From LLMs to MLLMs: Exploring the Landscape of Multimodal Jailbreaking

Siyuan Wang,Zhuohan Long,Zhihao Fan,Zhongyu Wei
2024-06-21
Abstract:The rapid development of Large Language Models (LLMs) and Multimodal Large Language Models (MLLMs) has exposed vulnerabilities to various adversarial attacks. This paper provides a comprehensive overview of jailbreaking research targeting both LLMs and MLLMs, highlighting recent advancements in evaluation benchmarks, attack techniques and defense strategies. Compared to the more advanced state of unimodal jailbreaking, multimodal domain remains underexplored. We summarize the limitations and potential research directions of multimodal jailbreaking, aiming to inspire future research and further enhance the robustness and security of MLLMs.
Computation and Language,Artificial Intelligence
What problem does this paper attempt to address?
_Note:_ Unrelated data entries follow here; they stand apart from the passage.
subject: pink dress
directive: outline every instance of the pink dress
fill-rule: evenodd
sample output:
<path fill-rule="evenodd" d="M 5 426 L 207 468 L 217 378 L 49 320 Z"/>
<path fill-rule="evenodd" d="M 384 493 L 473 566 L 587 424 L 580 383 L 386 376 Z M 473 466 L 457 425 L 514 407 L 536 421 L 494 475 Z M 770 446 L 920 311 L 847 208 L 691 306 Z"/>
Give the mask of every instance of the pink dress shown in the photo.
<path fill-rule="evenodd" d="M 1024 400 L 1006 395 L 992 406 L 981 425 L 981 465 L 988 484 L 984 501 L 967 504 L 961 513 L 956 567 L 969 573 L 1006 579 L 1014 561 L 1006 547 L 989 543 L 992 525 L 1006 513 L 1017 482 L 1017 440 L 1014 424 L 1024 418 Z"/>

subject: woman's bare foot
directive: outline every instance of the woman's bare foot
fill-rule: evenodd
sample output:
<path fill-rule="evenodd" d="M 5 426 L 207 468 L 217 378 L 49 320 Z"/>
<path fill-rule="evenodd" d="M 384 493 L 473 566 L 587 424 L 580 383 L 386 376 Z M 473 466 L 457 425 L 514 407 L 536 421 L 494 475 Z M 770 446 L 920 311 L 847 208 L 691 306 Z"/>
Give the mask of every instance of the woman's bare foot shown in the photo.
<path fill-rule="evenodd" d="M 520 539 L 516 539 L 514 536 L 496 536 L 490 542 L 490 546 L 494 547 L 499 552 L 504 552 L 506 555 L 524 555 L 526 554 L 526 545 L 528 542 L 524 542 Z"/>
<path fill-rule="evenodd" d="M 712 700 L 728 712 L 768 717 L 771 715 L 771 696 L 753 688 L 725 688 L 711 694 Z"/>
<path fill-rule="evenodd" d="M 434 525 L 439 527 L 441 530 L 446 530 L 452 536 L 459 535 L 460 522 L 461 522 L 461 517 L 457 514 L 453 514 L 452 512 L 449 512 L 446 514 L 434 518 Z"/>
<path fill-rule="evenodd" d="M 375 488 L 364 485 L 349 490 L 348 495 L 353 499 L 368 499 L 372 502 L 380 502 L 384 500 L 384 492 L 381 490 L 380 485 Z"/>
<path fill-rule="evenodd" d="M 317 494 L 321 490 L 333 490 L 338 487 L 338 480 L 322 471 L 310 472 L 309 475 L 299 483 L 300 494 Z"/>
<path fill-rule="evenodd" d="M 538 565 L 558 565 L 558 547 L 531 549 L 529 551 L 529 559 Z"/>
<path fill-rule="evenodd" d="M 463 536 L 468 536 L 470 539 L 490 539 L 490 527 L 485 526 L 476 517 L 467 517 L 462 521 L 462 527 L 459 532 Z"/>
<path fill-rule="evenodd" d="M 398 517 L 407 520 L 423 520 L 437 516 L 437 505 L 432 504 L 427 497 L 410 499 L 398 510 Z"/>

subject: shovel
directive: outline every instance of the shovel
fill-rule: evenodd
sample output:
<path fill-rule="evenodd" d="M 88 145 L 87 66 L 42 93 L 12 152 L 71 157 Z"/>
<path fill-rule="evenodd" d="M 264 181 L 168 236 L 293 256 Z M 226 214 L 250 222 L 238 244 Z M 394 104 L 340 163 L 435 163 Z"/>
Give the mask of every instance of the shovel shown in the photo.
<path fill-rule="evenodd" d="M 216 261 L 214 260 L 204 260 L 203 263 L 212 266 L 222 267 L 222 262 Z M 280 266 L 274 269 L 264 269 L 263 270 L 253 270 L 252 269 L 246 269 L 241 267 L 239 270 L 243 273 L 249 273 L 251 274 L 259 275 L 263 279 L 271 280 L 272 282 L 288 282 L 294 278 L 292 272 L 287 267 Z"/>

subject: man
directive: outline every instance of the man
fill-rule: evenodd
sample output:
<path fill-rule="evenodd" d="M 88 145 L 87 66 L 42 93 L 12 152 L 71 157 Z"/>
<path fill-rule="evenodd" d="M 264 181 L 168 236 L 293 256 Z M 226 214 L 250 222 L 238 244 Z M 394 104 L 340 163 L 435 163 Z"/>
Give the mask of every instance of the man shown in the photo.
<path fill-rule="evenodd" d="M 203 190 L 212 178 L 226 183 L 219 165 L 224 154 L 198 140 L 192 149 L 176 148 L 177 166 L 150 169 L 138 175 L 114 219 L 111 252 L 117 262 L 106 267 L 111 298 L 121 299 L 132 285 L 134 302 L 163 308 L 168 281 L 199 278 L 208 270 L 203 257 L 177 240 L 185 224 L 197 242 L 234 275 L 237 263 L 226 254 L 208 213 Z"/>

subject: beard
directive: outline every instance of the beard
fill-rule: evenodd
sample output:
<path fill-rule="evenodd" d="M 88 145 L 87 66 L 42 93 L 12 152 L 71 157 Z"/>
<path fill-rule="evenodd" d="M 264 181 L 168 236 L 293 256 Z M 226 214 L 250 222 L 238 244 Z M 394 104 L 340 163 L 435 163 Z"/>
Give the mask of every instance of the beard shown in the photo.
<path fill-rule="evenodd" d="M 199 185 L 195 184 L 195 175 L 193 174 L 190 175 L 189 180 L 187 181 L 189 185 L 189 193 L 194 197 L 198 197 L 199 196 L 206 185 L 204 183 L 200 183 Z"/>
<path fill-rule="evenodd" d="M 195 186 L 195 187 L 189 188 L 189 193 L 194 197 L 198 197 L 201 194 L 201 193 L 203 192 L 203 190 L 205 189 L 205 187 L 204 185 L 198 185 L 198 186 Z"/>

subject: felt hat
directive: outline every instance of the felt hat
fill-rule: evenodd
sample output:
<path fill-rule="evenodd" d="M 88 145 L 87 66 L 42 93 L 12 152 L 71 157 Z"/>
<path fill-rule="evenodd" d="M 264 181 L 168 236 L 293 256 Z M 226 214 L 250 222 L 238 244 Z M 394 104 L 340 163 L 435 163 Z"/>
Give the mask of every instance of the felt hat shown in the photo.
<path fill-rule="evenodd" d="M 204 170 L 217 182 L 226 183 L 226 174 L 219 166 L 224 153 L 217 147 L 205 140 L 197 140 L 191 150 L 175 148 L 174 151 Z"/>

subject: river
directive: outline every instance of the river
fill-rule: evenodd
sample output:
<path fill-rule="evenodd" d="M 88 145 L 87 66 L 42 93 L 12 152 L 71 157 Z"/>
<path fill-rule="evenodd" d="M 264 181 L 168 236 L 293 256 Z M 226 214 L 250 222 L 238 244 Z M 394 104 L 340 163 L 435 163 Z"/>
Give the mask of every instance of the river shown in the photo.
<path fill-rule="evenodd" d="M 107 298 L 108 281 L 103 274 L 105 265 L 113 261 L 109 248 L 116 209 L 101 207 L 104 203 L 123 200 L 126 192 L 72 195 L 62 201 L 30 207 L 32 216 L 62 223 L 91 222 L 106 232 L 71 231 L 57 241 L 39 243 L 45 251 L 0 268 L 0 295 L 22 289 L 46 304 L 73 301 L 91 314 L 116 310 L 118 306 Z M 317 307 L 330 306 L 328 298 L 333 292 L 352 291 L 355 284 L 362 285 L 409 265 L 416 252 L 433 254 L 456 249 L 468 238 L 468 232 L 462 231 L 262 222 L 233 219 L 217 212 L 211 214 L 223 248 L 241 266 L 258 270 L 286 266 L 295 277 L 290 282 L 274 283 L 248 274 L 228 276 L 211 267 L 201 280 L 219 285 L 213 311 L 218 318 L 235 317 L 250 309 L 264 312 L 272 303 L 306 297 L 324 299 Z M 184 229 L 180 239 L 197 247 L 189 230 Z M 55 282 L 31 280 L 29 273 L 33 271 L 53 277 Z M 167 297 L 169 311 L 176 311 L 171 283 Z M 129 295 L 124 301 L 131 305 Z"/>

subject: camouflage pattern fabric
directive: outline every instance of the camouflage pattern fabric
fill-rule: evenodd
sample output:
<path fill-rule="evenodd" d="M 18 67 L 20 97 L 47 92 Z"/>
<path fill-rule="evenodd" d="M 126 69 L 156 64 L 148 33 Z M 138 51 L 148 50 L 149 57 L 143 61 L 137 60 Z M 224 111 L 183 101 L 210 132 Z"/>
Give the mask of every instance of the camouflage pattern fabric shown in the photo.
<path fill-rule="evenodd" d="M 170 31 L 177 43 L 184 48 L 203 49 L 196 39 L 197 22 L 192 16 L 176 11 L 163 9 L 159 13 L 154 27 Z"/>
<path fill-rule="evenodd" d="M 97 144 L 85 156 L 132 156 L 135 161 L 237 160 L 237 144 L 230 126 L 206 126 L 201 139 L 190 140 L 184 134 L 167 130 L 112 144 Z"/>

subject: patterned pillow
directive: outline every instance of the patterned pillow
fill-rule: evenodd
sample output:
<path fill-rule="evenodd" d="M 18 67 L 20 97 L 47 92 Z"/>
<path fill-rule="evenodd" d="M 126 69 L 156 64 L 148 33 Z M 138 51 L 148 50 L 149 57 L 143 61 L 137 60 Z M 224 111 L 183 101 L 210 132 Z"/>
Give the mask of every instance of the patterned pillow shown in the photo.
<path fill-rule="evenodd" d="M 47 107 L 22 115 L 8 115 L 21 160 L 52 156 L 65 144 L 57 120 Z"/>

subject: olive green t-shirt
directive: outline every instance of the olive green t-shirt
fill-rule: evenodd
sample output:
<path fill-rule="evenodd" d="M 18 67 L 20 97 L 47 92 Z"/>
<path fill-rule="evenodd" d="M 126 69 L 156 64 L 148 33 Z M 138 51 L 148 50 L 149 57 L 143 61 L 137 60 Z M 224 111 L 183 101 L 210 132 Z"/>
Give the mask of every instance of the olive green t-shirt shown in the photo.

The paper aims to explore the security and defense strategies of large language models (LLMs) and multimodal large language models (MLLMs) when facing jailbreaking attacks. Specifically, the research objectives include the following aspects: 1. **Comprehensive Overview**: Provide a comprehensive review covering the current state of jailbreaking attacks against LLMs and MLLMs, highlighting recent advancements in evaluation benchmarks, attack techniques, and defense strategies. 2. **Exploration in the Multimodal Domain**: Compared to the relatively mature research on unimodal LLMs, the multimodal domain is still in the exploratory stage. The paper attempts to summarize the limitations of current multimodal jailbreaking research and propose future research directions. 3. **Evaluation Datasets**: Introduce various datasets used to evaluate the security of LLMs and MLLMs, including datasets in single-turn query response and multi-turn dialogue settings. 4. **Attack Methods**: Describe in detail the methods of non-parametric attacks and parametric attacks. The former involves semantic attacks by manipulating input prompts or images, while the latter involves non-semantic attacks by accessing model weights or logits. 5. **Defense Strategies**: Discuss different methods of intrinsic defenses (such as enhancing the model's secure training) and extrinsic defenses (such as implementing protective measures at the input or output end) to improve the model's resistance to jailbreaking attacks. 6. **Future Directions**: Propose research suggestions to address the shortcomings in multimodal jailbreaking research, such as limited image sources, narrow task scope, and static toxicity. Suggestions include increasing image diversity and constructing complex multimodal tasks. Through the above research, the paper hopes to provide a theoretical foundation and technical guidance for the security and defense mechanisms of future multimodal large language models, further enhancing the robustness and security of MLLMs.